A Review of “The Abominable Bride” (Sherlock New Year’s Special)

The New Year’s special of Sherlock, The Abominable Bride ($11-$15 on Amazon) is… well, okay.  Keep in mind that if you’re waiting for Amazon instead of broadcast, you’ve got to wait until the 7th, because…. reasons?  (Dammit BBC, you’d think you’d learn.)

That said, it has some really good lines in it, and the first hour was pretty compelling1. But the third act… well, Cat Valente and I had a brief exchange on Twitter that sums it up.

Again, it’s not bad by any stretch of the imagination. Cumberbatch is, well, delightfully Cumberbatchian. Mrs. Hudson gets a few good lines, and the plot (again, at least in the first two acts) highlights exactly how overlooked and misused women are.

But the resolution of the story once again swivels the spotlight off the women and squarely onto not just Sherlock, but he, John Watson, and Moriarty. The shift in focus to the male characters once the “aren’t we clever” twist is revealed is jarring, especially since we finally had meaningful female characters on this show. (Mary Watson doesn’t count, for reasons I talk about here: https://ideatrash.net/2014/02/why-donna-noble-is-stronger-than-mary.html)

And the twist itself – after the initial “Oh, that is clever” reaction that it warrants – is then repeatedly shoved at you in a manner that is, I presume, intended to disorient. This isn’t inherently bad either; but when we reach the conclusion, we’re to believe that Sherlock has gotten it all straight and clear… while we, the audience, are left with many many questions about what is real and what isn’t unanswered, and perhaps, unanswerable.

The thing that always annoyed me about the original Holmes stories was the way that Sherlock would have information that you did not. And while there are plenty of hints that Sherlock’s friends think he’s an unreliable narrator2, we as the audience are clearly meant to still trust in this not-a-hero.

I understand that it’s difficult to write a super-intelligent character.
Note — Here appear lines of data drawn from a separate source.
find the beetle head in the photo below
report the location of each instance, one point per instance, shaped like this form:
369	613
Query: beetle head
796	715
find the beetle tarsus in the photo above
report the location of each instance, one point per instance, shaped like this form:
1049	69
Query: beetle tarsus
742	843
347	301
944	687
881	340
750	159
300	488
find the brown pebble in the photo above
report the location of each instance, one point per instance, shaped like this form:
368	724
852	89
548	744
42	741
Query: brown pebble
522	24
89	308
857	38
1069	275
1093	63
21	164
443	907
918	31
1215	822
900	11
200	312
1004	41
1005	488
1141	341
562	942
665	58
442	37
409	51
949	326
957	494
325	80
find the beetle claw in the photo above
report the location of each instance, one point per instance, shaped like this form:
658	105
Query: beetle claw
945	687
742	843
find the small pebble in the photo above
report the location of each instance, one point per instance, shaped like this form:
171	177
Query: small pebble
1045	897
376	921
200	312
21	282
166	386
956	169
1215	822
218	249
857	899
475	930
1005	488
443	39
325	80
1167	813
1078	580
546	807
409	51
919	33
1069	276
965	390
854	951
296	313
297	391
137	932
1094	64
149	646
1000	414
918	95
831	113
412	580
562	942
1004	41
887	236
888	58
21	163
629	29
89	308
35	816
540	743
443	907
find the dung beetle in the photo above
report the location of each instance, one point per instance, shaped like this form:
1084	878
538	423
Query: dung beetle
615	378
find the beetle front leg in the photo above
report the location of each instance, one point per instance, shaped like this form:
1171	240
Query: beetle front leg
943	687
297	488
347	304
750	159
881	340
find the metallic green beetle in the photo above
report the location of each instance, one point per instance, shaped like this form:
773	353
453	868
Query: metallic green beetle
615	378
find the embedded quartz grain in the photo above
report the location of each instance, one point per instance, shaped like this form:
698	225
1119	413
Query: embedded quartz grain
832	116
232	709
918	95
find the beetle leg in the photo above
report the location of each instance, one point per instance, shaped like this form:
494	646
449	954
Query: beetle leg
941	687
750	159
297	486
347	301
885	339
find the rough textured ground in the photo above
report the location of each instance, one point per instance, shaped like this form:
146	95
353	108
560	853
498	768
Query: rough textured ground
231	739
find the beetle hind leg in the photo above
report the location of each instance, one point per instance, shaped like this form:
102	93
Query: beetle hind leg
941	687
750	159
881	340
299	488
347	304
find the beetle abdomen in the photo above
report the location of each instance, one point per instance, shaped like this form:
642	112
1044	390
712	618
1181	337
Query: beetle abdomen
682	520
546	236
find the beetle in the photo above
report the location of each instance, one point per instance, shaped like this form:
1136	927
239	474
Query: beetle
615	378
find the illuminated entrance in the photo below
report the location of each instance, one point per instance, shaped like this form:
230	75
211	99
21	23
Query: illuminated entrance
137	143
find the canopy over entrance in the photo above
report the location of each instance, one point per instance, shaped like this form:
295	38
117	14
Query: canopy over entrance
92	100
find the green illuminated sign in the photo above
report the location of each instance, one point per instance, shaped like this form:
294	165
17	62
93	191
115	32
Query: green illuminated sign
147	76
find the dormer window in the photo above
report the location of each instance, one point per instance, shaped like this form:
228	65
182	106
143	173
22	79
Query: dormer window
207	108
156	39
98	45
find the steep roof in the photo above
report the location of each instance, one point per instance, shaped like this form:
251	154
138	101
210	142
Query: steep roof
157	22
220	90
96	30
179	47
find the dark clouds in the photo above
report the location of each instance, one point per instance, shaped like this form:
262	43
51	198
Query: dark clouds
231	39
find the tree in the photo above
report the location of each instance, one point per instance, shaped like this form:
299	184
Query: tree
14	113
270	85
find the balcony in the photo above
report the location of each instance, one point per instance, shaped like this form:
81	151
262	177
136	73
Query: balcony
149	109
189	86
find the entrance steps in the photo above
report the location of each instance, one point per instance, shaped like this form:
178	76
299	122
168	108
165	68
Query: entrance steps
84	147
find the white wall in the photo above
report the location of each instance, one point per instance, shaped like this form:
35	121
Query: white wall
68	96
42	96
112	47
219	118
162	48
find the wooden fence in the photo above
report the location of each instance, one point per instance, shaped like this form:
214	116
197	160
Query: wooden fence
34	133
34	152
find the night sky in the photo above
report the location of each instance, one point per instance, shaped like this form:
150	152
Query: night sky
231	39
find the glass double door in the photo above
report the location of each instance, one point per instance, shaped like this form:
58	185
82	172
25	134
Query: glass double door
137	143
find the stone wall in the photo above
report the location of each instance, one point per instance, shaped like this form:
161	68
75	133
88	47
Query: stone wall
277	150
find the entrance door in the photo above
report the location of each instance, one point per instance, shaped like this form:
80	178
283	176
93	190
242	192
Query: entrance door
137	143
It’s fiendishly hard to have a character solve a mystery before the reader/audience while still providing all the information.

But that possibility – that we get all the same information, but do not correctly deduce, do not observe well enough – is what makes the detective elements of Sherlock Holmes compelling.

Simply being confusing and vague in order to seem intelligent is David Lynch’s territory. With Twin Peaks coming back, there’s no need for Moffat and Gatiss to use that formula as well.

1 Gatiss in a fat suit, however, was not.
2 Now, if Gatiss and Moffatt actually followed that and had Sherlock become an unreliable narrator due to his egotism and drug use, and led us as audience down that path… well, that would be interesting.